Entrepreneurs Take Umbrage At President's Comments on Business | Eastern North Carolina Now

    Publisher's note: Signé Thomas, who brought this informative piece to us, is an editorial intern with the Carolina Journal.

N.C. business owners say, yes, we did build that

    RALEIGH     President Obama's statement -- "If you've got a business, you didn't build that. Somebody else made that happen" -- made at a July 13 speech in Roanoke, Va., did not sit well with business owners in North Carolina and across the country.

    Steve Webb, the owner of the Snoopy's Hot Dogs & More grills in Raleigh, drew national attention when he posted, on a sign outside one location, "Mr. Obama, I did create this business." The photo went viral on Twitter and representatives of the presidential campaign of Republican former Massachusetts Gov. Mitt Romney held a press conference featuring Webb at the Snoopy's location.

    Several North Carolina business owners and the representative of a business trade association told Carolina Journal they did not appreciate the president's comments.

    Gregg Thompson, director of the North Carolina State chapter of the National Federation of Independent Business, said NFIB was "incensed" with the mind-set of the president. "These are hardworking entrepreneurs and small business owners who came up with business ideas all on their own." Thompson said. "[They] used money that they had either saved, or mortgaged their house, or maxed out credit cards to be able to start their business." NFIB represents 8,300 business owners in North Carolina.

    Thompson said that 67 percent of all newly created jobs originate with small business owners, "not by the government, and not [with] the help of the government as the president insinuated."

    Frank Goodnight, owner of Diversified Graphics Inc. in Salisbury and a member of NFIB's Leadership Council board, said Obama's assertion "is absolutely the most absurd statement that I've ever heard a politician make. It points out how out of touch he is with businesses and economics in the United States."

    Greensboro entrepreneur Gordon Hunt, who joined his father and brother in starting Illuminating Technologies, said, "For someone that has no private sector experience to lecture me on what it takes to start a business, is insulting. ... [Obama has] never created jobs. He's never built a business. He sees business as a tax tool, and he doesn't understand the life experience that it brings. He'll never know what it's like to help other people create a life for themselves."

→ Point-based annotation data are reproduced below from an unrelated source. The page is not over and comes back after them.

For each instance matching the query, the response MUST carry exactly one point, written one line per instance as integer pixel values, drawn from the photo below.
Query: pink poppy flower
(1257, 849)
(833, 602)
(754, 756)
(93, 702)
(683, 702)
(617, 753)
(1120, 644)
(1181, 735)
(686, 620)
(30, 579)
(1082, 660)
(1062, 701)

    Ferrel Guillory, founder of the Program on Public Life and a journalism professor at the University of North Carolina at Chapel Hill, said the business owners seemed to be taking the president's comments out of context, "If you look at the sentence before, [Obama] was talking about roads and infrastructure," Guillory said. "By 'that,' did he mean the business, or the roads and infrastructure?" Guillory believes the president meant the latter.

    Hunt countered that the president's remarks, taken in their entirety, leave a less favorable impression than the excerpt that has drawn so much attention. "He was off his teleprompter, and that's when we find out what he really thinks," Hunt said.

    Goodnight agreed. "I've listened to the entire speech now twice," he said. "There's no way he misspoke. He was off teleprompter, which is dangerous for him."

    Another statement by the president raised the hackles of business owners: "If you've been successful, you didn't get there on your own," he said. "I'm always struck by people who think ... "It must be because I worked harder than everybody else.' Let me tell you something -- there are a whole bunch of hard working people out there."

    Thompson disagreed entirely: "A successful small business owner is successful because of his hard work, determination, commitment, and drive -- not by any other outside source," Thompson said. "No leg up, no luck, no handouts."

    After listening to what he called a "considerable amount" of the president's speech, Guillory said, "when you look at he speech as a whole, the president is saying that we want entrepreneurs to succeed but that success is dependent on an array of things such as roads, schools, and fire protection that we come together to provide as a community."

    Roy Cordato, vice president of research and resident scholar at the John Locke Foundation, said the remarks show Obama has a "fundamental misunderstanding of a market economy." He said the president is "hostile to entrepreneurship. His view is a Marxist view of wealth creation: that profits are extracted by exploiting workers."

    "The stimulus package is completely based on that misunderstanding," Cordato added. "The government can't stimulate the economy because it first has to take resources from individuals and successful businesses."

    Hunt said this mentality is "reflected in every [Obama] policy. Over 4,000 new regulations were announced in January, [which] are putting a lot of businesses out of business."

    Guillory said the president's remarks in Roanoke merely were "asserting the long-held view in this country that you need government as a partner, as an expression of a community's interest, to support free enterprise and private initiative."